HTTPS works by adding a layer of security by using TLS (Transport Layer Security) or SSL (Secure Sockets Layer) to encrypt data sent over the network. This is especially important in backend development because it prevents third parties (such as hackers) from reading or modifying data that is being sent between the client and the server.

3. Tokenization & Masking

In certain cases, tokenization or masking can be used to reduce the risk of a data breach. Tokenization and Masking are two data security techniques frequently used in backend applications to protect sensitive data.
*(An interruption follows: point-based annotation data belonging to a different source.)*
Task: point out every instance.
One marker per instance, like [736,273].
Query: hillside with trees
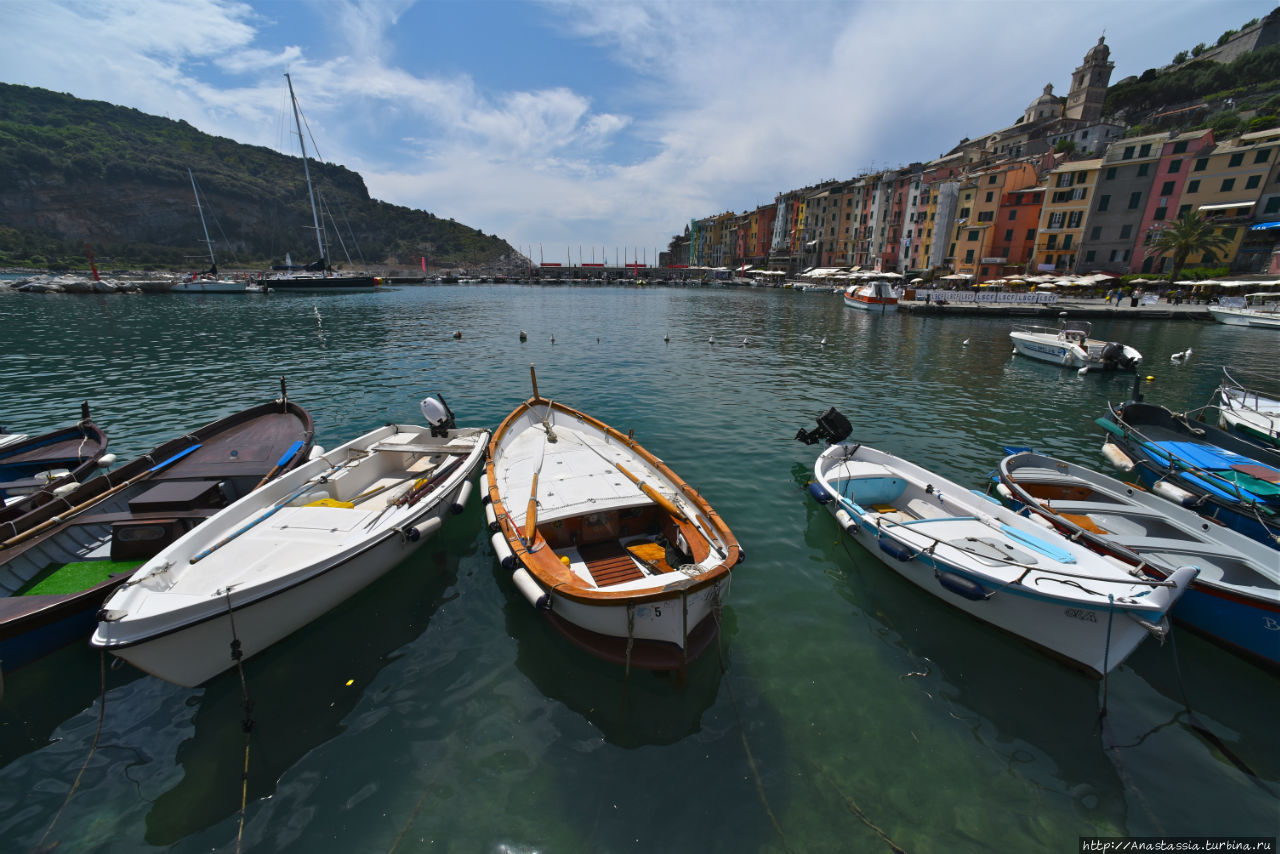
[76,172]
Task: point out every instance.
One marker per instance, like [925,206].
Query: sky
[581,127]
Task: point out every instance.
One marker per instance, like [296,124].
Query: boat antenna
[306,169]
[213,261]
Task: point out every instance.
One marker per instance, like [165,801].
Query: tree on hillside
[1189,234]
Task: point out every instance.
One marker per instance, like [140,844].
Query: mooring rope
[247,724]
[92,748]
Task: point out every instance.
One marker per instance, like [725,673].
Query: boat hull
[1235,599]
[282,557]
[1246,318]
[1073,633]
[626,560]
[990,562]
[184,654]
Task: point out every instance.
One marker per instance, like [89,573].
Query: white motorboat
[877,295]
[287,553]
[1248,412]
[1237,596]
[990,562]
[1072,346]
[1260,310]
[626,560]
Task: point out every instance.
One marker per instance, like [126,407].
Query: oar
[280,464]
[49,523]
[531,514]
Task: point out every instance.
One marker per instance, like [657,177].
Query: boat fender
[503,551]
[461,501]
[963,587]
[897,549]
[1116,457]
[818,492]
[531,590]
[846,521]
[1173,493]
[423,530]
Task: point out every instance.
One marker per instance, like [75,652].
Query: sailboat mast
[306,169]
[208,242]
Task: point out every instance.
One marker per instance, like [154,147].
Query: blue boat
[1235,598]
[1197,465]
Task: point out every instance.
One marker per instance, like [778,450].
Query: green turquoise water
[844,709]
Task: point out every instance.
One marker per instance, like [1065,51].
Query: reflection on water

Tokenization is the process of replacing sensitive data (such as credit card numbers) with meaningless values ​​called “tokens.” The original data is stored separately and can only be linked back to the token through a system that has access to the system that manages the token. This is important because if a data leak occurs, but the leaked data is only a token and not real data, the risk of attack is greatly reduced because the token has no value outside the system context. For example, in online payments, credit card numbers can be replaced with tokens so that card data does not actually need to be stored on the server.

Data masking is the process of hiding part of sensitive data so that only some parts are visible. This is often used in user interfaces or reports to prevent complete information from being exposed. How does this work? data masking protects sensitive information when displayed to users who do not need to know the full data. Even if the data displayed in the UI or logs is stolen, the masked data only shows partial information, so the risk is lower. An example that we may often see is hiding part of a credit card number in a display like this: **** **** **** 1234.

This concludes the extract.